Alabama lost a voting rights case at the Supreme Court. It's still trying to win

A map of a GOP proposal to redraw Alabama's congressional districts is displayed at the Alabama Statehouse in Montgomery, Ala., during a special session in July. (Kim Chandler/AP)

The state of Alabama is taking an unusual legal position as it heads into a closely watched court hearing this week about its congressional voting districts.

In June, Alabama lost at the U.S. Supreme Court. A majority of justices upheld a lower court's ruling that found the congressional map the state used in last year's midterm elections likely violated the landmark Voting Rights Act by diluting the power of Black voters.

The remedy the three-judge panel ordered was a new map with two districts where Black voters have a realistic opportunity of electing their preferred candidate for the U.S. House of Representatives. Because of how racially polarized voting is in Alabama, the panel said in each of those two districts, Black Alabamians will need to make up the majority of the voting-age population or "something quite close to it."

But there is only one majority-Black district in the new redistricting plan passed by the state's Republican-controlled legislature last month. In another district, Black Alabamians make up 39.9% of the voting-age population — a share that, the map's challengers say, does not meet the court's requirements.

And for this week's court hearing before the panel, Alabama says it's not planning to put up a fight on those specific points.

After signing the contested map into law in July, Republican Gov. Kay Ivey issued a statement saying, "The Legislature knows our state, our people and our districts better than the federal courts or activist groups."

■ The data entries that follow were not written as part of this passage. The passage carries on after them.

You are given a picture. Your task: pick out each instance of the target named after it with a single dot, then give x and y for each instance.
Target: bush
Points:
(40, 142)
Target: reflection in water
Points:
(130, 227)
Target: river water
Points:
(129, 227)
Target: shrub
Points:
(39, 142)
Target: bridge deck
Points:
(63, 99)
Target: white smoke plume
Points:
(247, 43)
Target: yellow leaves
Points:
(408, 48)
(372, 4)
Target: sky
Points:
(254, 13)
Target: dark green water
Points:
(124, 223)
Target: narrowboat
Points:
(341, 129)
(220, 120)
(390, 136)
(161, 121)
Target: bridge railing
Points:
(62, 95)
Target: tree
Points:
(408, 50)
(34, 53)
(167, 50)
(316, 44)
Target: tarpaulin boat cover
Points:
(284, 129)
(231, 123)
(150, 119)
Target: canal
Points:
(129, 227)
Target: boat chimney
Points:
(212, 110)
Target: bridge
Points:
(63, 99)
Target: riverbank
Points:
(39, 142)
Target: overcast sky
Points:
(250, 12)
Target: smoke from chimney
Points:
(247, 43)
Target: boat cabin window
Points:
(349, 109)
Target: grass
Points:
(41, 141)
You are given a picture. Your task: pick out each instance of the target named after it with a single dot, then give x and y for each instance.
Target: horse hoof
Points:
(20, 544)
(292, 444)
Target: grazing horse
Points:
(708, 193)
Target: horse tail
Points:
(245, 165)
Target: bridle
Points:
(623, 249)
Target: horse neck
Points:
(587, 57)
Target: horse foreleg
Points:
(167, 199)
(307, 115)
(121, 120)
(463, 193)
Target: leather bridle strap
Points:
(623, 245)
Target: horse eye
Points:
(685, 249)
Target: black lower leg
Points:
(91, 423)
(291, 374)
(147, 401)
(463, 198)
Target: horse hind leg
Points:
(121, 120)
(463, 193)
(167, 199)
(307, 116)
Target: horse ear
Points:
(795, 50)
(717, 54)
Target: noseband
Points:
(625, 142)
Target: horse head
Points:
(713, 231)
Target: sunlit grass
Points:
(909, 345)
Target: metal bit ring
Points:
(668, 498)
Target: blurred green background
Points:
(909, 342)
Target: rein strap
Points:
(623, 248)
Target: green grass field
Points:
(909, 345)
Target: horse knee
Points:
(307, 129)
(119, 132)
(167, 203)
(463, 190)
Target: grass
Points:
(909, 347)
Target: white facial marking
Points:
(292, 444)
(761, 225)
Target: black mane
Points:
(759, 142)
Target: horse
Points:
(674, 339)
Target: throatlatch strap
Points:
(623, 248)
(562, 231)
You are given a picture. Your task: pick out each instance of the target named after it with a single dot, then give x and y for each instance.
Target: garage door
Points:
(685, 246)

The moves are raising questions about whether the state intends to follow federal court orders and how much longer this redistricting lawsuit will be dragged out with next year's elections looming. The ultimate map used by Alabama — where majority-Black districts are likely to elect Democrats and majority-white districts are likely to elect Republicans — could help determine which major party wins the U.S. House.

Alabama has raised the possibility of appealing to the Supreme Court again

Ahead of this week's hearing, the state has been trying to get the three-judge panel to allow its attorneys to argue that the panel's earlier ruling that requires two opportunity districts for Black voters no longer applies.

But in court orders, the judges have repeatedly reminded Alabama: "We are not at square one in these cases."

Still, the state has signaled it's preparing to appeal to the Supreme Court any new ruling by the panel that does not allow it to use a congressional map with only one majority-Black voting district for the 2024 elections.

Republican state lawmakers in Alabama seem to think their new map can flip at least one Supreme Court justice's vote to get a different ruling from the high court, says Kareem Crayton, senior director for voting and representation at the Brennan Center for Justice at New York University's law school.

Would Justice Brett Kavanaugh change his mind for this Alabama case?

In Alabama's recent court briefs, there are multiple references to a concurring opinion by Justice Brett Kavanaugh, who was one of the two conservatives who joined the Supreme Court's liberal justices to vote against Alabama and uphold the court's past rulings on Section 2 of the Voting Rights Act.

Kavanaugh's opinion echoed an argument by conservative Justice Clarence Thomas that questions whether it's constitutional for Congress to allow race-based redistricting to go on indefinitely.

"They seem to believe that theirs is the case to test that question," Crayton says about what may be the endgame for Alabama's GOP state lawmakers.

Given how Kavanaugh has already voted in this case, however, Crayton says it's clear that the justice is "not inclined to, in one year, somehow think that the state refusing to draw a second majority-Black district was somehow compliant" with the three-judge panel's order or the Supreme Court.

Peyton McCrary, a former historian in the Justice Department's Civil Rights Division who now teaches at the George Washington University Law School, is also skeptical of Alabama's likelihood of getting the Supreme Court to weigh in again for this case.

Alabama's resistance to the panel's order for a map with two opportunity districts for Black voters, McCrary says, continues a long history of the state looking for every possible way not to follow a federal court's order when it comes to the voting rights of people of color.

"Alabama has been wasting people's time for decades trying to do things that are unlikely to prevail. And it's doing so yet again," McCrary says.